Mas este último escândalo foi provocado pela controvérsia errada.

Enquanto as manchetes continuam focadas em um único erro de edição, a verdadeira crise no coração da emissora pública britânica é muito mais profunda, principalmente em sua falha em noticiar a guerra de Israel contra Gaza com honestidade e coragem.

E a ironia é brutal: a BBC foi abalada por um dos seus menores pecados, enquanto o maior deles — a distorção da realidade palestina — permanece impune.

A dimensão dessa falha é mensurável. Um relatório impressionante do Centro de Monitoramento da Mídia, que analisou mais de 35.000 matérias da BBC publicadas entre outubro de 2023 e maio de 2025, mostrou que a cobertura da emissora sobre Gaza privilegiou consistentemente as perspectivas israelenses, marginalizando as vozes palestinas.

Os dados são devastadores. As mortes palestinas, relatadas como mais de 42.000 durante o período do estudo, receberam 33 vezes menos atenção por incidente do que as mortes israelenses. A BBC usou palavras como “assassinato” 220 vezes para israelenses, mas apenas uma vez para palestinos, e “massacre” 18 vezes mais para vítimas israelenses. Autoridades e comentaristas israelenses foram entrevistados mais do que o dobro de vezes que os palestinos.

Mesmo ao noticiar o sofrimento humanitário, os palestinos foram retratados como vítimas passivas – deslocados, famintos, morrendo – e raramente como pessoas com direitos, história ou capacidade de ação. Apenas 0,5% das reportagens mencionaram a ocupação israelense de décadas, e meros 2% mencionaram a palavra “apartheid”, apesar de seu uso por importantes organizações de direitos humanos.

Viés institucional

Como concluiu o Centro de Monitoramento da Mídia, a BBC adotou repetidamente a linguagem e a narrativa do Estado israelense, negligenciando as vozes daqueles que vivem sob sua ocupação. Isso não é jornalismo imparcial; é viés institucional em relação a Israel, apresentado como “equilíbrio”.

No entanto, a manipulação e as tentativas de distorcer a realidade promovidas pela direita não cessaram. Há dois anos, escrevi sobre como as queixas de Israel contra a cobertura da BBC estavam sendo “exploradas cinicamente em uma guerra cultural interna”. Cada acusação de viés se torna uma arma para os políticos e comentaristas de direita britânicos, que querem intimidar a emissora e obrigá-la a adotar uma postura permanentemente cautelosa.

A BBC passou o último ano fazendo exatamente isso: apaziguando as vozes mais estridentes, em vez de defender seus jornalistas ou seu dever de relatar a verdade.

A honestidade começa com o reconhecimento: erramos – não na edição de um filme, mas na forma como contamos, e continuamos a contar, a história de um povo inteiro.

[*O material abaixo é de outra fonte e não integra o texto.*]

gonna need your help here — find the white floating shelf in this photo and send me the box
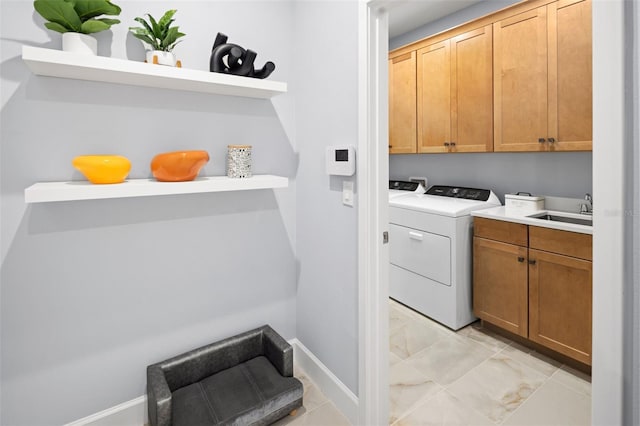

As renúncias da CEO da BBC News, Deborah Turness, e do diretor-geral, Tim Davie, reforçam essa contradição. Em sua carta de despedida, Turness elogiou o profissionalismo de sua redação e insistiu que “as recentes alegações de que a BBC News é institucionalmente tendenciosa são falsas”.

Mas essa afirmação soa vazia quando confrontada com os depoimentos de seus próprios funcionários. Em novembro de 2024, mais de 100 funcionários da BBC assinaram uma carta interna acusando a emissora de usar dois pesos e duas medidas, alegando que ela não responsabilizou Israel por suas ações.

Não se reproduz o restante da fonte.